All the Code of the series can be found at the Github repository:
https://github.com/drifter1/compiler


Introduction

    Hello it's a me again @drifter1! Today we continue with my Compiler Series, a series where we implement a complete compiler for a simple C-like language by using the C-tools Flex and Bison. In this article we will start writing the needed Action Rules for Function Calls. This is the last article were we will be doing stuff around the AST structure! From next time on we will be extending this structure and the action rules of the Parser to check different kinds of semantics :)

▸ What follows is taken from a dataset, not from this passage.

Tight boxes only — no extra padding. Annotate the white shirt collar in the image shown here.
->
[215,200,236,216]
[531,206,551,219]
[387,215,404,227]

More specifically, the topics that we will cover today are:

  1. Visualizing the Problem
  2. AST nodes and creation functions
  3. Action Rules for Function Calls
  4. Running the compiler

Requirements:

    Actually you need to read and understand all the topics that I covered in the series as a whole, as these articles will give you access to knowledge about:
  • What Compiler Design is (mainly the steps)
  • For which exact Language the Compiler is build for (Tokens and Grammar)
  • How to use Flex and Bison
  • How to implement a lexer and parser for the language using those tools
  • What the Symbol Table is and how we implement it
  • How we combine Flex and Bison together
  • How we can pass information from the Lexer to the Parser
  • How we define operator priorities, precedencies and associativity
  • What Semantic Analysis is (Attributes, SDT etc.)
  • How we do the so called "Scope Resolution"
  • How we declare types and check the type inter-compatibility for different cases, including function parameters
  • How we check function calls later on using a "Revisit queue", as function declarations mostly happen after functions get used (in our Language)
  • Intermediate Code Representations, including AST's
  • How we implement an AST (structure and management)
  • Action Rules for other cases

Difficulty:

Talking about the series in general this series can be rated:
  • Intermediate to Advanced
Today's topic(s) can be rated:
  • Medium
So, without further ado, let's now finally start with the actual Tutorial...

Actual Tutorial Content

Visualizing the Problem

    Let's start out with a visualization of the problem. So, how does a function call look like? Well, we use the name of the function followed by a parenthesis with (calling) parameters separated with commas. The parameters of a function can also be empty, and to allow printing using the function "print" also equal to a constant STRING. When not having a single STRING parameter, the parameters are given in form of any expression!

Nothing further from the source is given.